Reconciliation of niche and neutral theory has been a core goal of theoretical ecology in recent years. We will present a novel conceptual unification of the two theories from an unexpected direction: island biogeography. The key insight comes from an empirical phenomenon known as the "small-island effect", whereby species richness is independent of island area below a threshold island size. The small-island effect was observed by MacArthur and Wilson in their 1967 treatise on island biogeography, as an exception to their general rule that species richness should increase with island area. The combination of the small-island effect among small islands and the classic increasing species–area relationship (SAR) among large islands leads to an overall biphasic SAR, which has now been observed in many empirical data sets, across different taxa and archipelago types.

Results/Conclusions

Our explanation of the biphasic island SAR is that it arises from a transition between a niche-structured phase among small islands and an immigration-structured phase among large islands.

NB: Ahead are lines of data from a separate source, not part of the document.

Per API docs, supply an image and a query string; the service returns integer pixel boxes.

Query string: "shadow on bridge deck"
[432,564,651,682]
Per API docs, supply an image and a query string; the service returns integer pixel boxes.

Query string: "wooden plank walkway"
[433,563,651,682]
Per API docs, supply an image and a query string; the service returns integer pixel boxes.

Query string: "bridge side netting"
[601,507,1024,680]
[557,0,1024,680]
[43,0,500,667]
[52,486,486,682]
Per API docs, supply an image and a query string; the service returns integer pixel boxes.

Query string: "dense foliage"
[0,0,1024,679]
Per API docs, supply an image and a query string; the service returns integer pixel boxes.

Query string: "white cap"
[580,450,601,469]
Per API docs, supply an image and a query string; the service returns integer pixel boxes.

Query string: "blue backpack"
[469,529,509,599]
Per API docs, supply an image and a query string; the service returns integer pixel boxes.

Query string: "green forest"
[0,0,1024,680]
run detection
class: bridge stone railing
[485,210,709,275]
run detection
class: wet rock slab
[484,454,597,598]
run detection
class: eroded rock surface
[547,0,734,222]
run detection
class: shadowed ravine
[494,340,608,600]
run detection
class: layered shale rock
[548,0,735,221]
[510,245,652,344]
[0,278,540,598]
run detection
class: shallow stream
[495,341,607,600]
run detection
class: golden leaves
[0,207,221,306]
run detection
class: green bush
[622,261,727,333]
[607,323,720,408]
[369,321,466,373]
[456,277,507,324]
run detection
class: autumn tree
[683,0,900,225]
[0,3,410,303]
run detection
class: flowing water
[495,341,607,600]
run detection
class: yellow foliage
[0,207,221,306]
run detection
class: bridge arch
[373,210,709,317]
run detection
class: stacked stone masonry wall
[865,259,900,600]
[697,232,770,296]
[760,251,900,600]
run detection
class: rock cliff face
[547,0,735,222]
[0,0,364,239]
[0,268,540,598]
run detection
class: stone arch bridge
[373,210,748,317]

In the niche-structured phase, species richness simply reflects the number of fundamental niches because immigration is too weak to provide more species than niches. But as island area increases past a critical area, immigration becomes strong enough to provide on average more than one species per niche at the immigration–extinction balance. From this point on, further increases in island area lead to higher species richness, and the SAR thus moves into the increasing immigration-structured phase. We provide evidence for our theory in the form of (i) a dynamic model that gives excellent fits to 100 archipelago SARs and (ii) confirmation of predictions about how the critical area should vary across taxa and archipelago types. We conclude by discussing the implications for the roles of niche versus dispersal processes in maintaining diversity of mainland communities.